6.    Magic. By default, only characters with a POW of 16 or more can use magic. If Players are randomly rolling their characteristics, this means that magic using characters will be pretty rare, unless they make a grim bargain and begin trading away their other characteristics in the pursuit of magical power. I'm pretty happy with that – it matches the tone that my fantasy worlds, regardless of starting point, eventually take. And with magic as a power limited to just a handful of people it means that the assumptions of the game are roughly compatible with the assumptions behind most (D&Dish/’vanilla’) fantasy worlds.

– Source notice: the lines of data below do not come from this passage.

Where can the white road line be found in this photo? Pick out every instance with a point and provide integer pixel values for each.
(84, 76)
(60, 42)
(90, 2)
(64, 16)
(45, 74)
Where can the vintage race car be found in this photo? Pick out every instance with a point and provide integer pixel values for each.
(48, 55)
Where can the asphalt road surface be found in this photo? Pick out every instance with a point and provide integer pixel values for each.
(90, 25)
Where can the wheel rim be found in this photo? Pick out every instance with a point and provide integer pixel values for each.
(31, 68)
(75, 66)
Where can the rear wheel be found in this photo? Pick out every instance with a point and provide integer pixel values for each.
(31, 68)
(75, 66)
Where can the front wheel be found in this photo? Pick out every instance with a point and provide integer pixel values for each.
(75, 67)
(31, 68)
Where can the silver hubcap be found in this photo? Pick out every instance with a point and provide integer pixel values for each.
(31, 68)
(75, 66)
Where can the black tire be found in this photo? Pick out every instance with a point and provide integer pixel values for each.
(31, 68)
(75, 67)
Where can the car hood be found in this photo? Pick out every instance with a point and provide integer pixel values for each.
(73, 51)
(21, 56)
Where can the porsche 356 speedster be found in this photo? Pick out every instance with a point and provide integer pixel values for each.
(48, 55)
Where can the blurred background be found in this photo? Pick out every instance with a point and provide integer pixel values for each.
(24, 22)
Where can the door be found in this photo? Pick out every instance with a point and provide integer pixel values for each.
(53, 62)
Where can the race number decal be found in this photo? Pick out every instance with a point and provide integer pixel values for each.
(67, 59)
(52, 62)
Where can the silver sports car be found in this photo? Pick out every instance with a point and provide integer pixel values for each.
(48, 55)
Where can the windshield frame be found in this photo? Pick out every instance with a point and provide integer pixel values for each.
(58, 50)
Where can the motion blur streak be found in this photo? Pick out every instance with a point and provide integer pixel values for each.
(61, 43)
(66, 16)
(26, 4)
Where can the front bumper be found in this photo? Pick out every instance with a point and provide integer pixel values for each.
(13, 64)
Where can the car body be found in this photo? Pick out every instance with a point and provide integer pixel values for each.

There is only one type of magic in Magic World (barring Advanced Sorcery, or plugging in the Unknown East for Elric!, or the BRP Magic Book, or stuff from the BGB, or, or, or...). But, actually, that’s not quite true. There is only one mechanic for handling magic in Magic World. But that doesn’t stop a Referee creating a specialist spell lists for different types of magicians and magic users, changing the flavour text and so on. And it is certainly easier to do this than to grokk and incorporate the mechanically distinct magic systems in RQ6. 

This is not a review. But here’s something like the conclusion to a review: In a nutshell, the disappointments that I have with Magic World are largely a back-handed compliment; while I wanted a clean, revamped Elric!, Magic World appears a bit undercooked, perhaps because Chaosium haven’t backed the game with any great gusto. Which probably makes business sense – who wants to put too much of their resources into a competition with Legend (the $1 OGL D100 game!), RQ6 (a game of supreme polish), and OQ2 (the quickest and easiest system for running D100 fantasy, and it is OGL too!)? I don’t expect Chaosium to invest great resources into fighting a losing battle because it’ll please my idiosyncratic desires for a relatively low magic D100 game of medium crunch that uses the resistance table! But I’m glad that they let Ben Monroe resurrect the Elric! system, and hope that Magic World releases are part of the BRP catalogue for some time to come.

But update the .pdf with the errata, already!